Hundreds of people marched through the central Indian city of Bhopal Tuesday, waving flaming torches to commemorate the thousands who perished in the world’s deadliest industrial disaster 30 years ago.
In the early hours of December 3, 1984, around 40 metric tons of cyanide gas accidentally leaked from a pesticide factory owned by U.S. multinational Union Carbide Corp.
The toxic gas was carried by the wind into the surrounding slums.
The government recorded 5,295 deaths. Activists estimate 25,000 people have died from illnesses in the years since.
Many at the rally called for the clean-up of thousands of tons of toxic waste, buried by the company inside and outside the former plant.

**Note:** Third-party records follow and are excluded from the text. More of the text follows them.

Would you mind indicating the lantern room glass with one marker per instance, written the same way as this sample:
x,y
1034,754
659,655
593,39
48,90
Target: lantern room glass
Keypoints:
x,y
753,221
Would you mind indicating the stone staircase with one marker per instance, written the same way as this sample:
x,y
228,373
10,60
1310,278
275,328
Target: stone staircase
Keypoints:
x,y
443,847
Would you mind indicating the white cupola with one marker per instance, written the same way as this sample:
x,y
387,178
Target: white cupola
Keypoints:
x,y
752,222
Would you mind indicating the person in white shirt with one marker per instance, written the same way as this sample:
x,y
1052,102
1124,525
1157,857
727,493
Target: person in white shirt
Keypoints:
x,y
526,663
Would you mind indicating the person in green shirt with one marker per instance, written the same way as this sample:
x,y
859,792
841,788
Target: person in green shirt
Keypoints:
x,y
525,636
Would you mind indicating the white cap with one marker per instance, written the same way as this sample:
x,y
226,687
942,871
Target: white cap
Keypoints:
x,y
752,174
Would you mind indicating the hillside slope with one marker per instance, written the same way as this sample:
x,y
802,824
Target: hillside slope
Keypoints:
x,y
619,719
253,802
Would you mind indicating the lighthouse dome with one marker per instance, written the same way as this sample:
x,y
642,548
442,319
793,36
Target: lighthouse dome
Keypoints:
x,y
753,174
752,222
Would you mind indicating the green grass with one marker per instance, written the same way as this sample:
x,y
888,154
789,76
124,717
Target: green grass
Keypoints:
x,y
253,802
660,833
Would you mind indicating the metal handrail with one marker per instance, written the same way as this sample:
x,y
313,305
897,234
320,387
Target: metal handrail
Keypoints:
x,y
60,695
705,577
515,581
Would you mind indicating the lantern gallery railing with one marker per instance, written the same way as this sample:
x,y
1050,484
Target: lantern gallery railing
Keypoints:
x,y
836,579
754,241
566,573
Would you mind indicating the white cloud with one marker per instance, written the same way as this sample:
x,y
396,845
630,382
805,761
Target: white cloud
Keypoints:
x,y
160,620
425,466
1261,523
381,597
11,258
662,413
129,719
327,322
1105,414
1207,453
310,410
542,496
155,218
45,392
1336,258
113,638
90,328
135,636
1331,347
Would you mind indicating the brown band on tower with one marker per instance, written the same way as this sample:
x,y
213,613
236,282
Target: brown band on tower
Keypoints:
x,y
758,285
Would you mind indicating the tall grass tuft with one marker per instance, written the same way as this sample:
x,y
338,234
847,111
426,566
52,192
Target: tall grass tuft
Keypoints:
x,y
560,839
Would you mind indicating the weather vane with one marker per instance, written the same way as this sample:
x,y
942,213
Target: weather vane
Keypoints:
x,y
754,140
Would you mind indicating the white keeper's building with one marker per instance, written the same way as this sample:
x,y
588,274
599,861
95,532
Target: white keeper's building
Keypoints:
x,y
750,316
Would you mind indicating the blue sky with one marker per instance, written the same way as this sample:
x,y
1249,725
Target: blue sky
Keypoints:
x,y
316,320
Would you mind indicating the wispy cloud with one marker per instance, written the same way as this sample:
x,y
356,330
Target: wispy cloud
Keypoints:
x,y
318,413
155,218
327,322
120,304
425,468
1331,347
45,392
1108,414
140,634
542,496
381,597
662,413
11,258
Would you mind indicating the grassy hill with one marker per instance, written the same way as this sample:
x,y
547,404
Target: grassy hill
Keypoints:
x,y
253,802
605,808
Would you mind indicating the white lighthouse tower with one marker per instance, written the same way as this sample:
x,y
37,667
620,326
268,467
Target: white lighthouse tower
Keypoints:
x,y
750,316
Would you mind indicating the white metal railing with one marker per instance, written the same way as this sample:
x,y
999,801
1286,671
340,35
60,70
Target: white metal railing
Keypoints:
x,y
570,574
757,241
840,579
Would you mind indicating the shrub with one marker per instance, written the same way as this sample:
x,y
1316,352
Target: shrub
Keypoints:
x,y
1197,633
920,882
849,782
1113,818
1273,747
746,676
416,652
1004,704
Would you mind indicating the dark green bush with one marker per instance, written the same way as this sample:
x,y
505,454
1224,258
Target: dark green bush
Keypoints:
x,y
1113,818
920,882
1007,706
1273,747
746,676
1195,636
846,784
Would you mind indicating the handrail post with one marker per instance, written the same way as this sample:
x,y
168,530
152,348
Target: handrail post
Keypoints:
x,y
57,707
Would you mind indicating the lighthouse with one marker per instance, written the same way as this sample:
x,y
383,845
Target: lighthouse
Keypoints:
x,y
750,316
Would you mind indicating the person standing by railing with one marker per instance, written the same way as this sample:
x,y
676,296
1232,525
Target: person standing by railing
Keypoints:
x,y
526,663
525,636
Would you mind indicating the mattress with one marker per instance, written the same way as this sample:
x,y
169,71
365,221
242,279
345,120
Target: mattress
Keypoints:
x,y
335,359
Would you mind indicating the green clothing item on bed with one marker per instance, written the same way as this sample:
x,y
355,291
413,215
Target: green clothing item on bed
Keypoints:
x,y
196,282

Activists say the toxic waste has seeped into the ground and poisoned the drinking water of 50,000 people living around the site.
The company, now owned by U.S. based multinational Dow Chemical Company, says it settled with the Indian government for half a billion dollars and has no more responsibility.
Human rights groups say the company has not done enough. The Secretary General of Amnesty International Salil Shetty called the settlement inadequate, and said it provides an average of less than a thousand dollars per person to those affected by the tragedy.
“This was a woefully inadequate amount which, I think, exposes a shocking level of indifference and contempt towards the victims in India,” Shetty said.